Loss of CEACAM1 in the pathogenesis of vascular abnormalities associated with the metabolic syndrome

The metabolic syndrome is associated with an increased risk for cardiovascular disease. Defining a mechanistic link between these diseases has been limited by the lack of an experimental model that completely mimics the human state. The carcinoembryonic antigen-related cell adhesion molecule 1 (CEACAM1) regulates insulin and lipid metabolism in liver, down regulates inflammatory response in activated T-lymphocytes, modulates epidermal growth factor receptor (EGFR) mediated signalling, and preserves the endothelium through its role in angiogenesis. Null mutation of Ceacam1 (Cc1--/-- ) results in insulin resistance due to impaired insulin clearance, resulting in visceral obesity, dyslipidemia, and hepatic steatosis due to elevated triglyceride and cholesterol synthesis, and high plasma triglyceride and fatty acid levels. The goal of this work was to test whether loss of CEACAM1 also results in cardiovascular disease. We herein characterized the cardiovascular phenotype of the Cc1--/-- mice.;Histological examination of the vasculature revealed that at six months the Cc1--/-- mice develop spontaneous atherosclerotic lesions.

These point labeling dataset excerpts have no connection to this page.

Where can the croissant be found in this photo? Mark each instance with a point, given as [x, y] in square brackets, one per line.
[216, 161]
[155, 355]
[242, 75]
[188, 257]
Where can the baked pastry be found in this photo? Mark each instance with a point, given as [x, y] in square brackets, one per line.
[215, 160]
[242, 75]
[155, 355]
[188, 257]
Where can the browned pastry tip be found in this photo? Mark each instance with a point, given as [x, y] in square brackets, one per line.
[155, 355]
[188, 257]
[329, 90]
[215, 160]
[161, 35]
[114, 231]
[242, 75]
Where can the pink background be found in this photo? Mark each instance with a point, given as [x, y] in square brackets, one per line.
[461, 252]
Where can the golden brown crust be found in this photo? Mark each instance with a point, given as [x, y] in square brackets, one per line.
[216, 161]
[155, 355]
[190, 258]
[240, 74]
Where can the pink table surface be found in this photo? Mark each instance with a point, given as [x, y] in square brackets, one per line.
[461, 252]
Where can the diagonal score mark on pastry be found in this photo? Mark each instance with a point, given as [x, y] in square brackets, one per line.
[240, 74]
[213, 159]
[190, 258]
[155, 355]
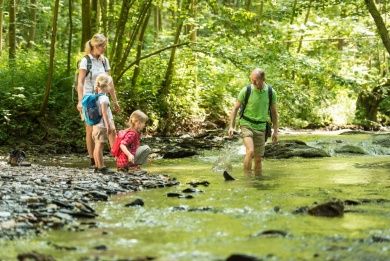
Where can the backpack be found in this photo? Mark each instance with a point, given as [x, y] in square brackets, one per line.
[268, 131]
[116, 148]
[89, 68]
[91, 112]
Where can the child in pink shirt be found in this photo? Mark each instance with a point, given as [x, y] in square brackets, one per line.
[131, 154]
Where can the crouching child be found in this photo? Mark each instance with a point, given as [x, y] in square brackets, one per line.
[105, 129]
[127, 150]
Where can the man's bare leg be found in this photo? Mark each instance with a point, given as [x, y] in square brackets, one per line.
[248, 142]
[258, 165]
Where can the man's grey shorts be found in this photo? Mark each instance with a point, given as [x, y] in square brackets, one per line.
[258, 139]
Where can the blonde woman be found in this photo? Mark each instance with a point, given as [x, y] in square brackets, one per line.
[105, 129]
[91, 65]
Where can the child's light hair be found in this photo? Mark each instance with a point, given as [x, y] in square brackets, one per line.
[97, 39]
[137, 115]
[104, 82]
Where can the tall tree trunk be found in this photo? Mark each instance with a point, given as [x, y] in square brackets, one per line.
[94, 16]
[163, 92]
[120, 29]
[380, 25]
[259, 19]
[191, 28]
[12, 31]
[291, 22]
[33, 18]
[305, 22]
[51, 60]
[156, 21]
[85, 22]
[139, 49]
[120, 65]
[103, 7]
[70, 37]
[1, 26]
[248, 5]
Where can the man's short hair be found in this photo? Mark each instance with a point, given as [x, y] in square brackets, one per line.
[259, 73]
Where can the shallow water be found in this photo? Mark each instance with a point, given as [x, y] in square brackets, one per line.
[239, 210]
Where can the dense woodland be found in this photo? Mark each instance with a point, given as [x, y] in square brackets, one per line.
[183, 62]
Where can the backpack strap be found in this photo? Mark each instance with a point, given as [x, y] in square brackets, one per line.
[246, 98]
[270, 100]
[104, 62]
[89, 65]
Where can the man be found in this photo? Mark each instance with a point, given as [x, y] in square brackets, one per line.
[253, 120]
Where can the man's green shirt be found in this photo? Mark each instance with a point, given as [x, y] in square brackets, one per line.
[257, 106]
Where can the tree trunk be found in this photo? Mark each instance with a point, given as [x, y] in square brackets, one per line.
[163, 92]
[51, 60]
[1, 26]
[156, 21]
[32, 30]
[368, 102]
[12, 31]
[139, 49]
[103, 7]
[380, 25]
[305, 22]
[117, 44]
[144, 9]
[85, 22]
[291, 22]
[191, 28]
[70, 12]
[94, 17]
[248, 5]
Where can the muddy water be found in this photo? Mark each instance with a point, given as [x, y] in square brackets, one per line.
[227, 217]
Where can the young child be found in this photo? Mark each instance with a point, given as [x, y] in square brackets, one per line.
[132, 154]
[106, 127]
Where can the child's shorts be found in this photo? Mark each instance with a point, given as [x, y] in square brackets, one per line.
[100, 134]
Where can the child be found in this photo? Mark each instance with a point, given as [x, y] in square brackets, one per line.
[106, 127]
[131, 154]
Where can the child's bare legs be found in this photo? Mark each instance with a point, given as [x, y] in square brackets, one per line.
[98, 154]
[111, 138]
[89, 141]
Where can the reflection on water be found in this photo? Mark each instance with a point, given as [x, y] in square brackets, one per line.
[225, 216]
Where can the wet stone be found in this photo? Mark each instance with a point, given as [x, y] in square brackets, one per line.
[137, 202]
[328, 209]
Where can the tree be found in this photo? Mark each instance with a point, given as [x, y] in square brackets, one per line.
[1, 26]
[85, 22]
[49, 81]
[33, 26]
[12, 31]
[70, 36]
[382, 30]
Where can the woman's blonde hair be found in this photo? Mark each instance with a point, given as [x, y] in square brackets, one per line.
[104, 82]
[97, 39]
[137, 116]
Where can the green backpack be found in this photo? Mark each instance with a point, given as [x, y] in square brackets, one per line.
[268, 131]
[89, 68]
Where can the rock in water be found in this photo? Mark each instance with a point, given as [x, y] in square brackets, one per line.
[328, 209]
[241, 257]
[137, 202]
[227, 176]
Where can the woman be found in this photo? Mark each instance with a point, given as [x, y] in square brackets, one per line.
[91, 65]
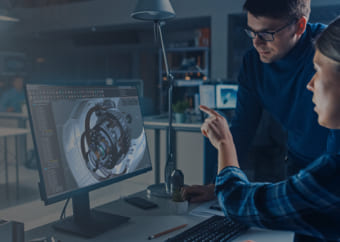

In addition, six month old Cc1 --/-- mice exhibit modest plasma hypercholesterolemia, elevated markers of vascular inflammation measured by quantitative real-time PCR, oxidative stress, and endothelial dysfunction all factors associated with atherosclerosis. We herein report that the Cc1--/-- mice provide a novel model to study the mechanistic relationship between metabolic abnormalities, endothelial dysfunction, and atherosclerosis, and also highlight CEACAM1 with a potential mechanistic role linking metabolic abnormalities, endothelial dysfunction, and atherosclerosis. Six month old Cc1 --/-- mice were also found to be hypertensive, indicating that they are a novel mouse model of the metabolic syndrome. This rise in blood pressure was associated with an elevated activation of the renin angiotensin system (RAS). Further examination of the Cc1--/-- mice kidneys revealed evidence of renal inflammation and fibrosis. This data highlights CEACAM1 as a novel mechanistic link between metabolic abnormalities, hypertension, and the up regulation of the RAS.;The presented work promotes the Cc1--/-- mouse as a novel model to investigate the mechanistic link between the metabolic syndrome and the pathogenesis of the cardiovascular diseases, as well as identify CEACAM1 as a potential molecular target of these disorders.